Он смотрит на проводника. Выражение на лице последнего меняется.

Мне совсем не нравится то, как оба они смотрят на меня.

– Я не псих. – Произнеся это, слегка подаюсь вперед. – Вы что, думаете, я псих? Что у меня с головой не в порядке?

– Нет. Ну, конечно, нет…

На мгновение я задумываюсь, не выгляжу ли действительно как псих.

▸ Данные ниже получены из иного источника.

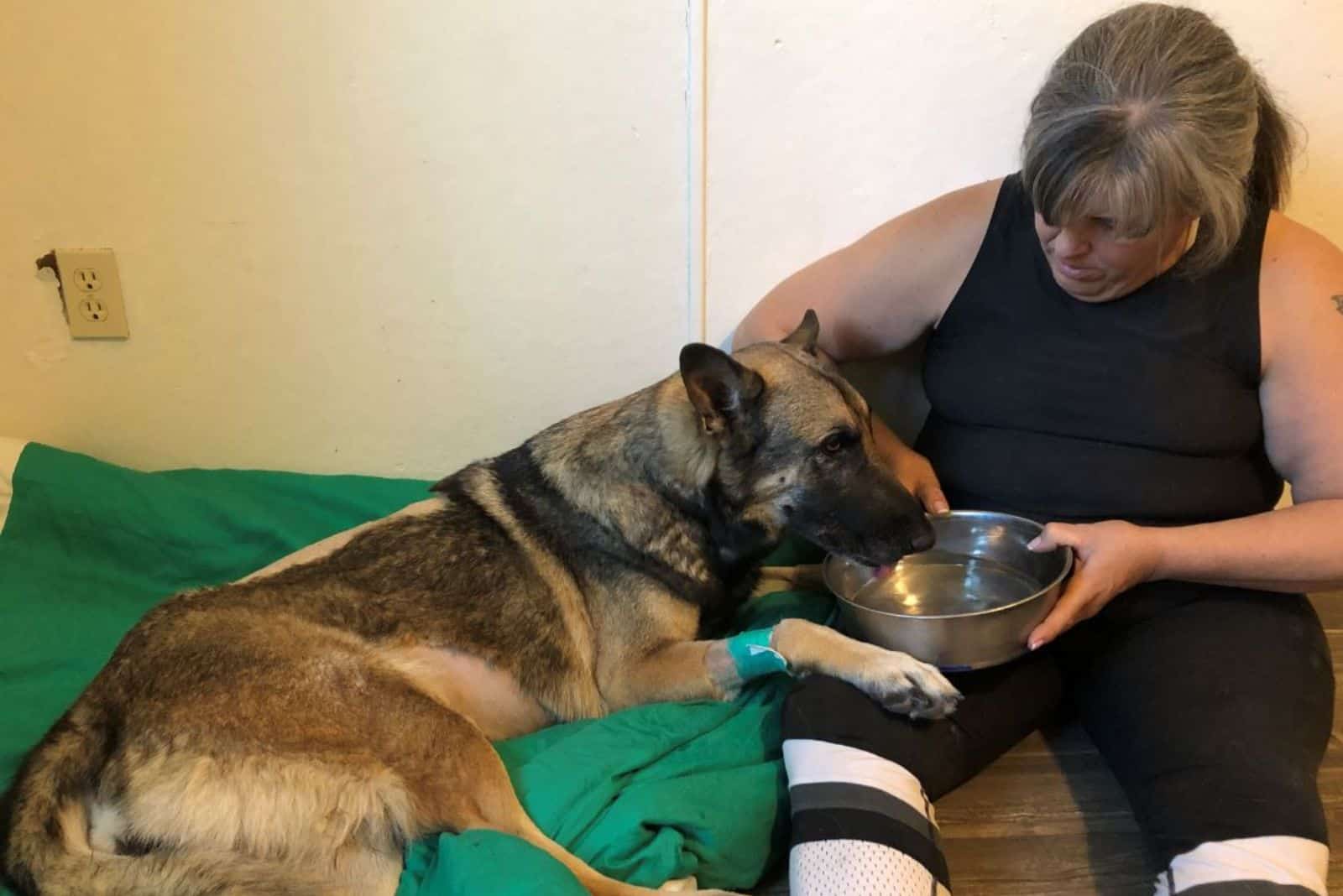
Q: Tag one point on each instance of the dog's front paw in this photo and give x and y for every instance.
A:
(903, 685)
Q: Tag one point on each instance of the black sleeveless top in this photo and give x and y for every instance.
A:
(1143, 408)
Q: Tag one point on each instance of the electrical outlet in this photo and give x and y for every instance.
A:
(91, 290)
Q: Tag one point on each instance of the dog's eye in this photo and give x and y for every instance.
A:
(836, 441)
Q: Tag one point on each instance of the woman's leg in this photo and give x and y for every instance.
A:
(863, 781)
(1215, 712)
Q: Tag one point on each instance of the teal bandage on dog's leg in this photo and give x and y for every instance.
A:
(754, 656)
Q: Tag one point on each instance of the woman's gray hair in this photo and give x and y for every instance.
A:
(1152, 114)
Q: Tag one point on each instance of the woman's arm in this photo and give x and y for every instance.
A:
(1293, 549)
(1298, 548)
(881, 293)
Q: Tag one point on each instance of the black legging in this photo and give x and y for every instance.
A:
(1213, 706)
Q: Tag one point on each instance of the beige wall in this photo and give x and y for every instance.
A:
(389, 237)
(353, 237)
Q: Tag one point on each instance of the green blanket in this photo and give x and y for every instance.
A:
(646, 794)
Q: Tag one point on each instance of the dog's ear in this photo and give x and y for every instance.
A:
(805, 337)
(720, 389)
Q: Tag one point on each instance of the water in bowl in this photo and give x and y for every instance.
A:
(943, 582)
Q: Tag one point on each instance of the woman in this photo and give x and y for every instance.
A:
(1131, 344)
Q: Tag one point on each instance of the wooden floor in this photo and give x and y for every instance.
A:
(1049, 820)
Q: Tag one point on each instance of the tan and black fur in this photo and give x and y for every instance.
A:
(292, 732)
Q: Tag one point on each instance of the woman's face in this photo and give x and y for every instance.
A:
(1092, 263)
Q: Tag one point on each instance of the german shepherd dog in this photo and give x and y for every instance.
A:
(289, 732)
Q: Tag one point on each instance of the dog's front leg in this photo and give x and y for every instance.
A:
(896, 680)
(718, 669)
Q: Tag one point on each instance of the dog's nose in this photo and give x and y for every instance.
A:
(923, 539)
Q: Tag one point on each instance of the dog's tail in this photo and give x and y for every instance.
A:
(44, 835)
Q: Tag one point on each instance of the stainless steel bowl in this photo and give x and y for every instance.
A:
(966, 604)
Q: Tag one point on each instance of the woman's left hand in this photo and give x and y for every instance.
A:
(1108, 558)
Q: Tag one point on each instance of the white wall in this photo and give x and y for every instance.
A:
(825, 120)
(379, 237)
(389, 237)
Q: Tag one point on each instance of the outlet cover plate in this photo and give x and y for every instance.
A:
(91, 290)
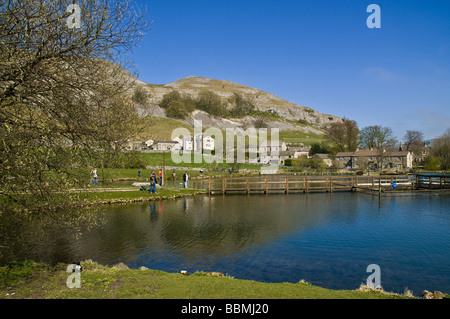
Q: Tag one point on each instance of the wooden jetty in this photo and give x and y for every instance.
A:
(311, 184)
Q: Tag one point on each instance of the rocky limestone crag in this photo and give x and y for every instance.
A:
(263, 101)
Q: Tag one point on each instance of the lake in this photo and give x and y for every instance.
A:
(328, 240)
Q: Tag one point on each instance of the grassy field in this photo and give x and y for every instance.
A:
(37, 281)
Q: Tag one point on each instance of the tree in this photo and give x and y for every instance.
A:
(441, 149)
(413, 140)
(317, 148)
(60, 90)
(140, 96)
(343, 135)
(378, 138)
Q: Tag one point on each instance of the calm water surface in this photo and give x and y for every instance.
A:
(326, 239)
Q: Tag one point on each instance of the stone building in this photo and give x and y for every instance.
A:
(373, 159)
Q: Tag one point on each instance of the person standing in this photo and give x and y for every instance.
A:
(185, 179)
(95, 177)
(152, 188)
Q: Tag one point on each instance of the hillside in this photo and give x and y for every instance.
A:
(277, 112)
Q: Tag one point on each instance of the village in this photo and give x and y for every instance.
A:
(280, 153)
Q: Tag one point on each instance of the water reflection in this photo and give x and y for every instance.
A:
(327, 239)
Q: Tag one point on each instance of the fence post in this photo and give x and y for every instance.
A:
(209, 184)
(307, 186)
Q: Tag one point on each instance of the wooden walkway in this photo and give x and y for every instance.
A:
(305, 184)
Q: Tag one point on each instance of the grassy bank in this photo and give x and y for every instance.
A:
(38, 281)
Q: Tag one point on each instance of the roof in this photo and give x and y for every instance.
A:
(368, 153)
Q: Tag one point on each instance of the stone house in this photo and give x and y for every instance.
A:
(362, 159)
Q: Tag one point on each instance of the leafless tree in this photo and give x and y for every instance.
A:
(441, 149)
(62, 87)
(343, 135)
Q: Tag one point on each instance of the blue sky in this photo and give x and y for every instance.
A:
(318, 53)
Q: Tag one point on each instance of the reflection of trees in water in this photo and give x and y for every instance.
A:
(223, 225)
(46, 237)
(194, 226)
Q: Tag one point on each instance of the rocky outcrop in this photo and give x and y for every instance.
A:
(432, 295)
(263, 101)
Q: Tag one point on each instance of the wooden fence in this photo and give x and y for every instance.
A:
(305, 184)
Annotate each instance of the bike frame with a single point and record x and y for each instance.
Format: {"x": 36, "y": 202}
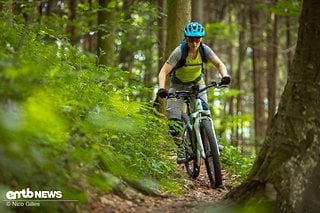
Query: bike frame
{"x": 198, "y": 114}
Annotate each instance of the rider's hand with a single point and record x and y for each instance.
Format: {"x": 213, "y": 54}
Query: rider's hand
{"x": 225, "y": 80}
{"x": 162, "y": 93}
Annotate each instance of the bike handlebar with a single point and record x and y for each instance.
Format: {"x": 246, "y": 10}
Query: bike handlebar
{"x": 196, "y": 90}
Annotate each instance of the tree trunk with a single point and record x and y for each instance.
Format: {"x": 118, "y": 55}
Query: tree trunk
{"x": 106, "y": 33}
{"x": 286, "y": 173}
{"x": 258, "y": 71}
{"x": 72, "y": 17}
{"x": 238, "y": 78}
{"x": 272, "y": 55}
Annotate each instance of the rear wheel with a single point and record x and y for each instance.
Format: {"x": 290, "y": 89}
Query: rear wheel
{"x": 212, "y": 160}
{"x": 189, "y": 141}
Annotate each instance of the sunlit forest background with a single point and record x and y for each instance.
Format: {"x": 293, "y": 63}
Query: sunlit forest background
{"x": 78, "y": 80}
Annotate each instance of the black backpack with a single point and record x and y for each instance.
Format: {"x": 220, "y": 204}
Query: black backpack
{"x": 184, "y": 54}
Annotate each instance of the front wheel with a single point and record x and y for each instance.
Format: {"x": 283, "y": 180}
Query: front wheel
{"x": 212, "y": 160}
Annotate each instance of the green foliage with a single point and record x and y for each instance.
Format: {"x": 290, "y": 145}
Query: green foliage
{"x": 235, "y": 162}
{"x": 68, "y": 125}
{"x": 286, "y": 8}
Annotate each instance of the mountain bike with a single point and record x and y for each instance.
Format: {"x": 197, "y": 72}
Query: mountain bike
{"x": 199, "y": 138}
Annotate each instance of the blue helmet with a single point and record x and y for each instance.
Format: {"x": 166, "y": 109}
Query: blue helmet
{"x": 194, "y": 29}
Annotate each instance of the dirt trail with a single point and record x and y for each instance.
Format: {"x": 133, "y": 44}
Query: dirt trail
{"x": 197, "y": 192}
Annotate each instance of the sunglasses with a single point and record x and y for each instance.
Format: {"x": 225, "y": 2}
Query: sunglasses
{"x": 193, "y": 39}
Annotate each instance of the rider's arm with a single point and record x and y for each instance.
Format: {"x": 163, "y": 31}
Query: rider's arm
{"x": 165, "y": 70}
{"x": 219, "y": 65}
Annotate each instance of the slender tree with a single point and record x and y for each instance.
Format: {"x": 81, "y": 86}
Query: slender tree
{"x": 286, "y": 173}
{"x": 258, "y": 70}
{"x": 272, "y": 55}
{"x": 106, "y": 32}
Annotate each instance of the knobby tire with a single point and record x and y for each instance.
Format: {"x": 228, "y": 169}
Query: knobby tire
{"x": 212, "y": 160}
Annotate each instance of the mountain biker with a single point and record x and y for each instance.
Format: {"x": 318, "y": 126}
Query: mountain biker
{"x": 186, "y": 73}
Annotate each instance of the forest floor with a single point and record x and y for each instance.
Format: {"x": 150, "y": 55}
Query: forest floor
{"x": 197, "y": 193}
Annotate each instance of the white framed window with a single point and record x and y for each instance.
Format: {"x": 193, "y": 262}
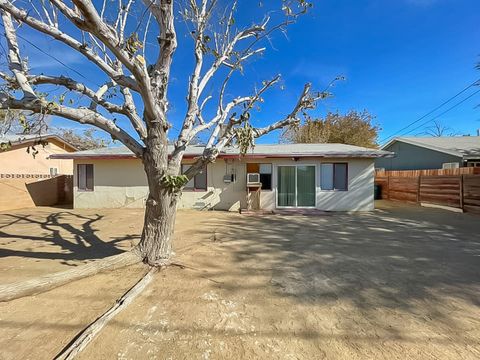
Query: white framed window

И внезапно вижу всю эту сцену как бы со стороны и начинаю паниковать, потому что проводник упомянул «Скорую помощь». А вдруг они меня закатают? Что, если у них есть на это право?

Из окон поезда на меня смотрят сотни незнакомых лиц, и вдруг я наконец-то вижу его. Всё вокруг как будто замирает на мгновение, а потом окно открывается и он зовет меня по имени. Я испытываю одновременно и шок, и облегчение – меня ставят в тупик мириады обрушившихся на меня эмоций.

А в следующий момент Марк уже спускается из вагона и оказывается рядом со мной.

– Это моя жена. Бог мой… Софи! – Он, не отрываясь, смотрит на меня, но моя поднятая рука заставляет его замолчать.

– Ваша жена? – Видно, что проводник окончательно запутался, так же как и все остальные. – Но вы ведь ехали порознь…

– Я не знал, что она на этом же поезде… У нее нет с собой ее обычного телефона.

Я смотрю на говорящего Марка и с большим трудом сдерживаю слезы.

– Нас срочно вызвали домой, – он смотрит на проводника.

– Мне нужно к Бену, Марк.

– Я знаю. Всё знаю, любимая… – Марк вновь поворачивается к проводнику: – Наш сын попал в аварию в Девоне. Сейчас его оперируют. Нам позвонили из полиции, но мы не знаем, что в действительности произошло.

– Боже мой… Мне очень, очень жаль.

Выражение лица доктора тоже меняется, и он пристально смотрит мне в глаза.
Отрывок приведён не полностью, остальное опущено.